The Woodstock brothers returned last month from what was to be a trip to Tierra del Fuego, Argentina, the southern tip of South America. Their journey ended early in Colombia, in the northwest part of continent, because of the broken leg Nathan suffered in a crash there.

Aaron Cooper, 30, had finished a 10-year career in the military and was taking classes at McHenry County College when he thought up the trip. Nathan, 25, had just completed a year of teaching English in Vietnam.

They share a sense of adventure and a love of travel, and set off in early September on their enduro motorcycles – racing motorcycles generally used for long trips over rugged terrain.

The trip had its share of challenges.

Long hours on the road were taxing.
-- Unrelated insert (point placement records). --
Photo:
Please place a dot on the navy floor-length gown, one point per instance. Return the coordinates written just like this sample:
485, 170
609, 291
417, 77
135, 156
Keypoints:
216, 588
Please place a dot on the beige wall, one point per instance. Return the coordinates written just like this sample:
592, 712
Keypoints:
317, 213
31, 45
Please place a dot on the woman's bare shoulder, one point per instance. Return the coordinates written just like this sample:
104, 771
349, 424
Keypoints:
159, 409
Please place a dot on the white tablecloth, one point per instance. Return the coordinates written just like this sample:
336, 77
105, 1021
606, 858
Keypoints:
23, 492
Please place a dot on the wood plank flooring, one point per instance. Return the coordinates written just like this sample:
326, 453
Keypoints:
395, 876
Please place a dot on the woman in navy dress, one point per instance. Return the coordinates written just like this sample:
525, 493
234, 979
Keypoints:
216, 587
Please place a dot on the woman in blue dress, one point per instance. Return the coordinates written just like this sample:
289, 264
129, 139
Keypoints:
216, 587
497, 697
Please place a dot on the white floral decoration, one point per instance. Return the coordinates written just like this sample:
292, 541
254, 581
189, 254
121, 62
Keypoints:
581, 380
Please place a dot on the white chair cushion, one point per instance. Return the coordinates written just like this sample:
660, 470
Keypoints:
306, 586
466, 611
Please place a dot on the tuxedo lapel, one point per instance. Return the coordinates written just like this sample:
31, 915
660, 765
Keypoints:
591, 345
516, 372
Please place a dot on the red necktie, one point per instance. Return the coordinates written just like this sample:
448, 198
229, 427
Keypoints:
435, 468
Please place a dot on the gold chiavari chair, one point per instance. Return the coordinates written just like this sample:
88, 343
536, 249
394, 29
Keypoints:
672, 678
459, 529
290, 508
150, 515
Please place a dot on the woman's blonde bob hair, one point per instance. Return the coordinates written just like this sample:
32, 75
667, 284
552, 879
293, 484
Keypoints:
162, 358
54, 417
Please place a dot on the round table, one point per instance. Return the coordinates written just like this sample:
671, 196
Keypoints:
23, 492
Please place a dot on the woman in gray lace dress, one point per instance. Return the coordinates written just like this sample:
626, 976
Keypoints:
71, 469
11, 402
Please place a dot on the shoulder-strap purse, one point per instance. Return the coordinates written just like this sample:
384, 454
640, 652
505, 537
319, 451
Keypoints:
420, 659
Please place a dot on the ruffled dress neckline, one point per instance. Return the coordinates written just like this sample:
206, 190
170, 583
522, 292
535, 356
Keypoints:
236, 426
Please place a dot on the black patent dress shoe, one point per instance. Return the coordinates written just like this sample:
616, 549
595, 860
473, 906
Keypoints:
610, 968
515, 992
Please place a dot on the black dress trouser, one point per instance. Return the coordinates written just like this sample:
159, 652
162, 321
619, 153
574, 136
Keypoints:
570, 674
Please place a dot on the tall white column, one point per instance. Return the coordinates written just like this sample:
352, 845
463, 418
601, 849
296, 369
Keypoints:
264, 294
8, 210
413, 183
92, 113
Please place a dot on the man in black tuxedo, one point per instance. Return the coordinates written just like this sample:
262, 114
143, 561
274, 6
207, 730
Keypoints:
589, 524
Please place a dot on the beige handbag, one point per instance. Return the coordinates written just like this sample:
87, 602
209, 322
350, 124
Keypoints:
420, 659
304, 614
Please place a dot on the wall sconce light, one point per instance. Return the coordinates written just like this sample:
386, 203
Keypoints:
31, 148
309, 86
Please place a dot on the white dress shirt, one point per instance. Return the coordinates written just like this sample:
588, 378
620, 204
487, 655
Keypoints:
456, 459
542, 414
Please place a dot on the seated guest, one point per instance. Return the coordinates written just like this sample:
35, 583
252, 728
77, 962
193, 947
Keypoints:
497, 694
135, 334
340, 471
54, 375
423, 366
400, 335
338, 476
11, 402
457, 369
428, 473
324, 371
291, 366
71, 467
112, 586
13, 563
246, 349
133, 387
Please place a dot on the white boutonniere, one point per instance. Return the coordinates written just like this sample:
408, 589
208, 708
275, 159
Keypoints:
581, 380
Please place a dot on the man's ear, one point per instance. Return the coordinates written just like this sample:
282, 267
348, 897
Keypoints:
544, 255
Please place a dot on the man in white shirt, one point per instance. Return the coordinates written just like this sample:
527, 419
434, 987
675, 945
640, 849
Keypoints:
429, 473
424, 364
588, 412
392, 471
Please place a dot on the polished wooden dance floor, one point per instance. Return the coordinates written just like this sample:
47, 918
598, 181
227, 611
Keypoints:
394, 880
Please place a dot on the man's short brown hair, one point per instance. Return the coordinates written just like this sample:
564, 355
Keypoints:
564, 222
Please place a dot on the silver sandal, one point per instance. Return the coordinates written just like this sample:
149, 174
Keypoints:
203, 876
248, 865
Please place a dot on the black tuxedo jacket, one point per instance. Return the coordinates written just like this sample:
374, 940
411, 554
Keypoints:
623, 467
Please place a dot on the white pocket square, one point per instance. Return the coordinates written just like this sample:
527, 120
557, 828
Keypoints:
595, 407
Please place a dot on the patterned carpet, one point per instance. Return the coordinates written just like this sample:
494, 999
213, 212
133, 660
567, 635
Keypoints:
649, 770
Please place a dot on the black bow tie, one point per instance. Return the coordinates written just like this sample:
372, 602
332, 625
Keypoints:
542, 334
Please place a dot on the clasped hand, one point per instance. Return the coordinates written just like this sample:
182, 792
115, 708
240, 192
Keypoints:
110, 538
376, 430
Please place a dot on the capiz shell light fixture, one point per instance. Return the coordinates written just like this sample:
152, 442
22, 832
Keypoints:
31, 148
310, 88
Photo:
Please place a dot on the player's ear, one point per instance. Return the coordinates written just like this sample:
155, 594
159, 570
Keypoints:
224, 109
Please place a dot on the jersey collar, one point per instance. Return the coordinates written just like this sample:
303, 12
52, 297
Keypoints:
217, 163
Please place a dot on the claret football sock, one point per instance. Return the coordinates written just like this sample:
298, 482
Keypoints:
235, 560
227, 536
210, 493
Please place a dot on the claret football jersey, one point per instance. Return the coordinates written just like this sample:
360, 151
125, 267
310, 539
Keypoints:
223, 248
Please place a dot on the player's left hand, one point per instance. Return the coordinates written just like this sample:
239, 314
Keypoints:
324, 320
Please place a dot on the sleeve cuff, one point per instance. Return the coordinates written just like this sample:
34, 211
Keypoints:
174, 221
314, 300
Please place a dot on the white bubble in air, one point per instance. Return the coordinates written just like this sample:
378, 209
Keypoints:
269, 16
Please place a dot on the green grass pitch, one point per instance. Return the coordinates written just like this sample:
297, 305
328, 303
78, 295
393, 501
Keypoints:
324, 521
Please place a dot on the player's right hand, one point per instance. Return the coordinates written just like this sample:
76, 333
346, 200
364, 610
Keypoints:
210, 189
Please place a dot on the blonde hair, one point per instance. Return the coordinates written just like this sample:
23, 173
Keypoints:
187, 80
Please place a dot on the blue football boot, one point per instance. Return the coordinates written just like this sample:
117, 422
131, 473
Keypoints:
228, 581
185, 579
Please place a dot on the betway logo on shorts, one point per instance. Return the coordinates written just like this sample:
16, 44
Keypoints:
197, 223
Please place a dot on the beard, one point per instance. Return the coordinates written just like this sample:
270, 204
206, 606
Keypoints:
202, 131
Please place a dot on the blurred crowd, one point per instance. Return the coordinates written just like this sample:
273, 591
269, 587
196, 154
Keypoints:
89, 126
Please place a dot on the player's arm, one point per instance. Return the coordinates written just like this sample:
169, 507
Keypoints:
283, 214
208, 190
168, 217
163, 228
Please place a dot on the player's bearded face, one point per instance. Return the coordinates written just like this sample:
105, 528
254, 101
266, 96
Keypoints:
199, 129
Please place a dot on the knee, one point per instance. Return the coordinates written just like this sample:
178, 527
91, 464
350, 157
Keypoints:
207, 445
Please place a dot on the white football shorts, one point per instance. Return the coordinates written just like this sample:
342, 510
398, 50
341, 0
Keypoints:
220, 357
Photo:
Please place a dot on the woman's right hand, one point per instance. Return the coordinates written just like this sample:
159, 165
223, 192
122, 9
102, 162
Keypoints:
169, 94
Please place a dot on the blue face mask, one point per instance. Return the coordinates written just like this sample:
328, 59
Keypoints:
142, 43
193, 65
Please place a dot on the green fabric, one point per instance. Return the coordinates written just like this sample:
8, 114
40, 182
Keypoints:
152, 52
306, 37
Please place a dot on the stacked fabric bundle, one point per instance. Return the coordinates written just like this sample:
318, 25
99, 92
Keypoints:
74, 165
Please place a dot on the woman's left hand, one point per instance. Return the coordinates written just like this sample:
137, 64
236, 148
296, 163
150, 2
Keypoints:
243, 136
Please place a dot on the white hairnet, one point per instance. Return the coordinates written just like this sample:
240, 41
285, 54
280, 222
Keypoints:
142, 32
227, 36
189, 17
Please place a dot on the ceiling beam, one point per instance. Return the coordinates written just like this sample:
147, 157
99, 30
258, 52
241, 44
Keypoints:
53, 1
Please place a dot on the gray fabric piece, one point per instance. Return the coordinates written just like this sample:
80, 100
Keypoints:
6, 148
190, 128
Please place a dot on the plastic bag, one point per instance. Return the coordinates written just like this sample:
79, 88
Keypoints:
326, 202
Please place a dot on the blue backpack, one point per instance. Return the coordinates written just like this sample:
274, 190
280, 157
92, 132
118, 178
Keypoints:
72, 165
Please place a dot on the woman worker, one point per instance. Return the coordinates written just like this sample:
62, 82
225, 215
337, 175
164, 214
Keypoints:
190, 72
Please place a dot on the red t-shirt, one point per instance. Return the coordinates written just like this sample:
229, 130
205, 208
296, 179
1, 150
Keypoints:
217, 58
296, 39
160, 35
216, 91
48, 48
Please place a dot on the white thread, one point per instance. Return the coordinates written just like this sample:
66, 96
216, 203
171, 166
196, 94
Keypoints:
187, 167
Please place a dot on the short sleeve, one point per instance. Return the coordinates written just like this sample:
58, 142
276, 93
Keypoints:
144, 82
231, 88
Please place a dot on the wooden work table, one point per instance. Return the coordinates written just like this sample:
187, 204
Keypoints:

And while the brothers had booked stays at some nicer resorts, other nights were spent in shakier quarters – or none at all. More than once, the two caught rest on the side of the road.

“There was one day where we rode all day, 20-something hours,” Nathan Cooper said. “We pulled over – ‘Welp, it’s about an hour until the sun comes up. We can sleep for maybe 45 minutes. We’re not going to be falling asleep when it’s sunny.’”

At times, “I was waking up riding off-road,” he said.

But the goodness of people continued to shine. When Nathan’s bike broke down on the Baja California peninsula in Mexico, the two sought financial help, and received it. Donations came from people they knew around Woodstock and from their travels. Strangers who’d read about their trip kicked in, as well.